Posts Tagged ‘memory’

Cat brains offer insight to supercomputer design

Sunday, April 18th, 2010

Researchers at the University of Michigan are studying feline brain cells as a model for a new generation of supercomputers that can process and recognize information in a similar way as humans. Such brainy computers will hopefully be able to accomplish more simultaneous processing and complex decision making. Microchips in conventional computers usually rely on transistors that switch on and off to represent data in binary code. The new technology that is being developed at the Univeristy of Michigan instead use "memristors," which are circuit elements that can actually remember information. For example, when you turn the voltage off to the device, memristors retain information about how much voltage had been applied and for how long. A parallel can be drawn between memristors and the synapses beween brain cells (neurons) because they too 'remember' information about the strength and timing of electrical signals from the neurons.

In a conventional computer, logic and memory are located in different parts of the circuit and each element is only connected to a few neighboring elements, resulting in a linear form of operation. Such linear processing allows computers to perform simple tasks, but makes multitasking difficult. Brains obviously can perform many different computations at once, and the goal for the memristor devices is to mimic the interconnected nature of the brain. The researchers devised a paradigm similar to how neurons are connected and connect two circuits through a memristor. With this technology they hope to make a computer brain that is about as smart as a cat (sorry dog lovers). From then they hope to build an even bigger system containing hundreds of artificial neurons connected by memristor synapses.

Dumbledore’s Pensieve: Fiction or Reality?

Monday, March 29th, 2010

Neuroscientists and lay people alike have always been intrigued by the human brain’s extraordinary capacity for long-term memory. Very often we find ourselves going about our day-to-day lives when we suddenly encounter a stimulus that jolts us back to an earlier time and place – such an application of long-term memory can easily send us back months or even decades. Yet, this instantaneous form of recall is very often unexpected as well as involuntary. A number of comparisons have informally been drawn between the human brain and an indefinitely large filing cabinet, but a pressing question remains: how do we locate the files (memories) that we need exactly when we need them?

Surely we have all experienced the frustration of not being able to recall a particular fact when we wish to recall it, only to suddenly remember at a later time when it is not at all necessary.

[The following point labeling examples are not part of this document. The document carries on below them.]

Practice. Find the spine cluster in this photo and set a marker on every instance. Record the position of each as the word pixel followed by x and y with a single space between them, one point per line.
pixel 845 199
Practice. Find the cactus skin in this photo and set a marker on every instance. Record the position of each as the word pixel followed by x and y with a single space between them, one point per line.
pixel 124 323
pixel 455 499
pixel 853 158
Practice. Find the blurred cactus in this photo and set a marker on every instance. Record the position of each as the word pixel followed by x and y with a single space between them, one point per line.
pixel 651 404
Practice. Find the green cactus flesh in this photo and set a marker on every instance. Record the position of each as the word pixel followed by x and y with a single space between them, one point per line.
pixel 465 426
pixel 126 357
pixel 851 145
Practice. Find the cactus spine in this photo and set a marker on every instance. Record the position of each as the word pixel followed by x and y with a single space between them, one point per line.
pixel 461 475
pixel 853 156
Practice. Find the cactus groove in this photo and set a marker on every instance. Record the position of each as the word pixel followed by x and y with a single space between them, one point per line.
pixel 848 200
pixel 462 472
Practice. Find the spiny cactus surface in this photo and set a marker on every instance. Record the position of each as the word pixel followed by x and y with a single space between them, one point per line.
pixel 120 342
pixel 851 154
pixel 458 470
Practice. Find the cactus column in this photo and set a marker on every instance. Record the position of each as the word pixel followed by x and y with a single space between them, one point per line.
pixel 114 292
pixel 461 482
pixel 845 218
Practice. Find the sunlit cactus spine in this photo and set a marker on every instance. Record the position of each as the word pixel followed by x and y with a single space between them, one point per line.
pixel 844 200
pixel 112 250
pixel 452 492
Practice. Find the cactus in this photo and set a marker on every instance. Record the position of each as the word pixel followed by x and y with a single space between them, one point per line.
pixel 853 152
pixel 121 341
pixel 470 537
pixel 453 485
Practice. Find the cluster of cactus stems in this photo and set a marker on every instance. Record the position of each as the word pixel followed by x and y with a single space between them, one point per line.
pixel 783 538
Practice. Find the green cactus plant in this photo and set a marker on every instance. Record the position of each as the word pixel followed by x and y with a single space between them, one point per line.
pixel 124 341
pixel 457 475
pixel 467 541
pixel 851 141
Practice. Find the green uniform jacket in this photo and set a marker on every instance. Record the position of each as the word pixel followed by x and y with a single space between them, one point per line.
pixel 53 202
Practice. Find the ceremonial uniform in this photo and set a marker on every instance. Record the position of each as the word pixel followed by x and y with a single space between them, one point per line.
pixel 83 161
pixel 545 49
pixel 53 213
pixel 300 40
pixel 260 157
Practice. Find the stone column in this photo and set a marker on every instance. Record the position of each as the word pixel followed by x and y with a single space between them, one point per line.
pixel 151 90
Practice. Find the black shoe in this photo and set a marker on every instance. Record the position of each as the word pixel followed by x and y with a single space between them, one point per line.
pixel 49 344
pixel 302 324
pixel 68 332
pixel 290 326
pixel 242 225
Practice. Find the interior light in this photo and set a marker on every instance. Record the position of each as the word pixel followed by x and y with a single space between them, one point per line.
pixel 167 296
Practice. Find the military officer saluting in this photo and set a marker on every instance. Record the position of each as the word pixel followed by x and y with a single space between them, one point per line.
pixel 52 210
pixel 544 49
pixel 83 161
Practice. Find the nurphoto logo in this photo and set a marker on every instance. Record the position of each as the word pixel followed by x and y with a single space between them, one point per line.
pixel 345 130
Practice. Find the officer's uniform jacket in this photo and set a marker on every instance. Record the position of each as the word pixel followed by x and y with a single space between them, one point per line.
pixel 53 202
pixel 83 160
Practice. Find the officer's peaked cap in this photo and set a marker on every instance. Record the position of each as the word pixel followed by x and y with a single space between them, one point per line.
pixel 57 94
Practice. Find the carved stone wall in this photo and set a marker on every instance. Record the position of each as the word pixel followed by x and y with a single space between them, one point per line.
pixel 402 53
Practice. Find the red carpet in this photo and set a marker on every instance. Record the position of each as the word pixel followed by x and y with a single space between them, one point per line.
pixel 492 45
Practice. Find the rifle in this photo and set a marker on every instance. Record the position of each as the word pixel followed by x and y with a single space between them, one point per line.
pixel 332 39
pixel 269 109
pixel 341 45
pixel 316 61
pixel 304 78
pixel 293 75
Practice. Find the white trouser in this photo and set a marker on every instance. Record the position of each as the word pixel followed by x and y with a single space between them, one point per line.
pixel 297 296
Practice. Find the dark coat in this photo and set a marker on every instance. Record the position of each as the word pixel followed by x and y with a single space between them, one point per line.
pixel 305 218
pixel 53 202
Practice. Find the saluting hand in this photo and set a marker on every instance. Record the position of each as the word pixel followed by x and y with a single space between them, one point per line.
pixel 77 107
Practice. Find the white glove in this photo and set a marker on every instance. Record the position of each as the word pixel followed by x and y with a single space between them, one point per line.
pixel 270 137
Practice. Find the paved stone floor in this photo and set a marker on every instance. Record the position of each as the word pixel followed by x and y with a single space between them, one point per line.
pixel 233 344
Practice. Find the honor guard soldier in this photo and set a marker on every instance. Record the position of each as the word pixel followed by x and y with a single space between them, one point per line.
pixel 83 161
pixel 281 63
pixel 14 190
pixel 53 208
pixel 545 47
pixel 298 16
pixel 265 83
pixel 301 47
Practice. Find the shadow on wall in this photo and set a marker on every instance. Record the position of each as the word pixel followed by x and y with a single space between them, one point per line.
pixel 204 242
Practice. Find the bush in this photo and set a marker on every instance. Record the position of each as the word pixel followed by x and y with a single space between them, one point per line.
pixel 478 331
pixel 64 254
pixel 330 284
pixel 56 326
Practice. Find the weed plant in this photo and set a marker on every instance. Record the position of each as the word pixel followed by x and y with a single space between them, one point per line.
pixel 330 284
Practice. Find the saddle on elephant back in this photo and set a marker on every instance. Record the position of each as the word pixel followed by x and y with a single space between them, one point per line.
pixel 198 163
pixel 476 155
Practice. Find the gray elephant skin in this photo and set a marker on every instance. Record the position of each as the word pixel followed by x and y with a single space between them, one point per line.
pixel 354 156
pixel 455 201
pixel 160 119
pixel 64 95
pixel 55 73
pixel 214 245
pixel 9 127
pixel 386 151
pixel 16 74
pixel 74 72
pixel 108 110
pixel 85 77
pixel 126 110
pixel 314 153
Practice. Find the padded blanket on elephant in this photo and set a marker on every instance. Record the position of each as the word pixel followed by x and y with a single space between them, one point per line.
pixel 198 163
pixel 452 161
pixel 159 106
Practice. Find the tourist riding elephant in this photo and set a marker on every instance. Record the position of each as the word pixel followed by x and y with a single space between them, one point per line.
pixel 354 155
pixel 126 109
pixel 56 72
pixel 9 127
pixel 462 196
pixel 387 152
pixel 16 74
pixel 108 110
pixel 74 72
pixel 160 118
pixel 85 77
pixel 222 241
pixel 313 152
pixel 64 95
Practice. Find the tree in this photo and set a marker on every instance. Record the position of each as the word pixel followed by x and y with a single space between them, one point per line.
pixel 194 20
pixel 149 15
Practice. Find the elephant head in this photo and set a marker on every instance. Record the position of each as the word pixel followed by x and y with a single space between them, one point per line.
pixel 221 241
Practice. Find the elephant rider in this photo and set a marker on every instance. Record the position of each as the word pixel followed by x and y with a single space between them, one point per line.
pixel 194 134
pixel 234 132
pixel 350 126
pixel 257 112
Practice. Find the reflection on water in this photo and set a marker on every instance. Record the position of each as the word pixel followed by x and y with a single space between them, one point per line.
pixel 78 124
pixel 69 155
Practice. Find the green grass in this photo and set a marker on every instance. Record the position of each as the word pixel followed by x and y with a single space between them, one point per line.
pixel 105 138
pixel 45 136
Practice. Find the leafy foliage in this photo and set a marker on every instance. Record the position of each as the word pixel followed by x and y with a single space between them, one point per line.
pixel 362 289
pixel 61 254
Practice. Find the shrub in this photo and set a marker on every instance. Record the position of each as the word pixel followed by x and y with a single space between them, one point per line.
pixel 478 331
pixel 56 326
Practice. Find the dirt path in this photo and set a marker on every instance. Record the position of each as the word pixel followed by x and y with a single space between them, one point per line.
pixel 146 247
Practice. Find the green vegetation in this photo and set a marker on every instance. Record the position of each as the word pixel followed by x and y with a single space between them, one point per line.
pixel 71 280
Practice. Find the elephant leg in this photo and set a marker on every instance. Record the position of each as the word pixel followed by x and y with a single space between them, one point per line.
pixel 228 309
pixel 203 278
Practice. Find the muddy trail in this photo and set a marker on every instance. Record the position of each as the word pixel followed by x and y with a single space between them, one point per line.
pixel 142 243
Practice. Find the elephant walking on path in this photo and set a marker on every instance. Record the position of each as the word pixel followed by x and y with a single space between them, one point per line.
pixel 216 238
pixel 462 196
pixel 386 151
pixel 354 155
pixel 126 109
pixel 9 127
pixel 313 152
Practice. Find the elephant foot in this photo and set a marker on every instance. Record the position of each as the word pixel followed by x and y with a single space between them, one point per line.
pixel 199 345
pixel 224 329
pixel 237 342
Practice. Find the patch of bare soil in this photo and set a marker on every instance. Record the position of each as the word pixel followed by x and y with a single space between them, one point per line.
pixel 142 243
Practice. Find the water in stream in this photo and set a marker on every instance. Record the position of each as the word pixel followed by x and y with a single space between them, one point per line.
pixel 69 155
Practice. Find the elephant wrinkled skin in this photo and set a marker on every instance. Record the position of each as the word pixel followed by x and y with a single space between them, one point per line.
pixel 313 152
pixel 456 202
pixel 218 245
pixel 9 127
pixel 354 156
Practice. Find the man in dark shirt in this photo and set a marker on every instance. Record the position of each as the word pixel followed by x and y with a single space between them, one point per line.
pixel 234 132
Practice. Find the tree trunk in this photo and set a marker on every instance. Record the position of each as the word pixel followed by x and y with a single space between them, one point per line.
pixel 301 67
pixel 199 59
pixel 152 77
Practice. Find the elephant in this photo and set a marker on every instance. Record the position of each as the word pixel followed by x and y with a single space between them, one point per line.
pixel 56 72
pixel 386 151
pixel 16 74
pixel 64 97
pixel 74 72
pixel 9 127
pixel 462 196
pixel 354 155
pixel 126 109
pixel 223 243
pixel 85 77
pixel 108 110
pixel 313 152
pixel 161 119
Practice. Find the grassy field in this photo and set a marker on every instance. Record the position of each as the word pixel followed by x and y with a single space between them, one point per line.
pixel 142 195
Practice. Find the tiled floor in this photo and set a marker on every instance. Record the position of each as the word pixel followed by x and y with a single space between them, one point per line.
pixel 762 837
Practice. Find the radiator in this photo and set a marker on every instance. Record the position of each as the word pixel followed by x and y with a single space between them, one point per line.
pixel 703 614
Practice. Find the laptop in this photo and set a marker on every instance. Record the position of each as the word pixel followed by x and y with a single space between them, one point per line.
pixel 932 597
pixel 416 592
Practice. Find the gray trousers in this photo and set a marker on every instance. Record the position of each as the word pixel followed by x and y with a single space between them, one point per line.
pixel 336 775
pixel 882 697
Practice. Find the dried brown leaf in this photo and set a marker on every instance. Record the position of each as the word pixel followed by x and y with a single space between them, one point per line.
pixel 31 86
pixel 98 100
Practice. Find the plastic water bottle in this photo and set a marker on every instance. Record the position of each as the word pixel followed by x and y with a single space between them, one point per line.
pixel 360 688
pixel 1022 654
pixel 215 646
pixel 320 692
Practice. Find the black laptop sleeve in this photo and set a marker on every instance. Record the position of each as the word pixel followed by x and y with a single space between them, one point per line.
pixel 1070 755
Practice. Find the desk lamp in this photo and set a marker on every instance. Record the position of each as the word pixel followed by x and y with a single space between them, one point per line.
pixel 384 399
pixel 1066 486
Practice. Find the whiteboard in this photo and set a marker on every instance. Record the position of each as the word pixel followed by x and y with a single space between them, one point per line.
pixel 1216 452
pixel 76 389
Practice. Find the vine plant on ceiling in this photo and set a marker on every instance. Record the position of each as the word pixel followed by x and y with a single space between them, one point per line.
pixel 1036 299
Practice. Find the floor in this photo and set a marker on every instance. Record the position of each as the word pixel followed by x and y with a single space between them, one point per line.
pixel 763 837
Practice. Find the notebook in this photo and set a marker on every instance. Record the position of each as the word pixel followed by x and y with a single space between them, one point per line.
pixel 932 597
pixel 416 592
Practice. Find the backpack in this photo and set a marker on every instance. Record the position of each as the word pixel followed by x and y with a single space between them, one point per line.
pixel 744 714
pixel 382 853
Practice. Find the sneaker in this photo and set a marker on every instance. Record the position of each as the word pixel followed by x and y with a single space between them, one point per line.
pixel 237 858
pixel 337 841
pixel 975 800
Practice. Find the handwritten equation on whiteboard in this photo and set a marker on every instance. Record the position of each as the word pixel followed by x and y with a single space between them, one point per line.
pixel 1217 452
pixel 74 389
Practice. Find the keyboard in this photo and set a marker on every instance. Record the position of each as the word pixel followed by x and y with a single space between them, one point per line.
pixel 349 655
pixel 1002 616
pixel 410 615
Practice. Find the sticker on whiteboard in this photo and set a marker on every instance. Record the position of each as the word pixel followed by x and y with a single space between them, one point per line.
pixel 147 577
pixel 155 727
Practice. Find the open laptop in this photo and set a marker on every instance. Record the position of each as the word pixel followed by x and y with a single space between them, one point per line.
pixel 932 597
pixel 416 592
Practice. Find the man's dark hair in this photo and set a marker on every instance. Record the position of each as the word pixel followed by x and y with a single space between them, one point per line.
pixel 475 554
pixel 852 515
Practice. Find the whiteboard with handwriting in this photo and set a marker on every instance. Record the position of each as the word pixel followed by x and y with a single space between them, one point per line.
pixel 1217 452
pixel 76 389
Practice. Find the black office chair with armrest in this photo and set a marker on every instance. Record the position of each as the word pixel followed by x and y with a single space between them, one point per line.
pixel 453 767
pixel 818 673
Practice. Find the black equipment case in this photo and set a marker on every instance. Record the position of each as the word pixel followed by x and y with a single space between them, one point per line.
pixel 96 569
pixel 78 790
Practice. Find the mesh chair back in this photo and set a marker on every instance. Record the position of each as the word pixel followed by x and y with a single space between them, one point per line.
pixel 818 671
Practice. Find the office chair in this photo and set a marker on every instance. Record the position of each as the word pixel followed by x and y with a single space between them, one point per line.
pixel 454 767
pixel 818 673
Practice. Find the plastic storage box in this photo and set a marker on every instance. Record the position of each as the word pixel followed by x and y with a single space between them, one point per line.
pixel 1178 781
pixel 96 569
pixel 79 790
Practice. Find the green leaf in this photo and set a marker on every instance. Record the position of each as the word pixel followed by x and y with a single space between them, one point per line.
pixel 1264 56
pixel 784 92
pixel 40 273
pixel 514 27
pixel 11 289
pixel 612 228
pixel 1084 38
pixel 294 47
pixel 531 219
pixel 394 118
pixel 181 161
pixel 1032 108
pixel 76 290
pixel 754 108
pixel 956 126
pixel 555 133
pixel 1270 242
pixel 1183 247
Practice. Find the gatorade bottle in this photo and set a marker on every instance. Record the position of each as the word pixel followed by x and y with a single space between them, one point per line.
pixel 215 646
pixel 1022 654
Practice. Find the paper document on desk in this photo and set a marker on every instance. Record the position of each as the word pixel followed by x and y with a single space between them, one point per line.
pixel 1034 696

Wouldn’t it be wonderful, then, to have at our fingertips a device like Albus Dumbledore’s pensieve (Harry Potter) – a utility that helps us systematically sort through and organize our memories?

Recent research conducted at the University College London suggests that, in the not-so-distant future, functional Magnetic Resonance Imaging (fMRI) could be our pensive. Essentially, these researchers maintain that it is possible to identify the type and location of certain memories while the human brain is functioning normally. If these findings are developed further, they could potentially lead to the creation of a sort of memory map – a diagram of the human brain that would locate the individual positions of memory traces.

Despite the published study, the findings of the UCL research remain controversial for several reasons. Can the human brain really be likened to a filing cabinet? Why is memory-mapping even useful? And could fMRI thereby be the tool that helps our generation finally understand the intricate workings of the human memory and mind?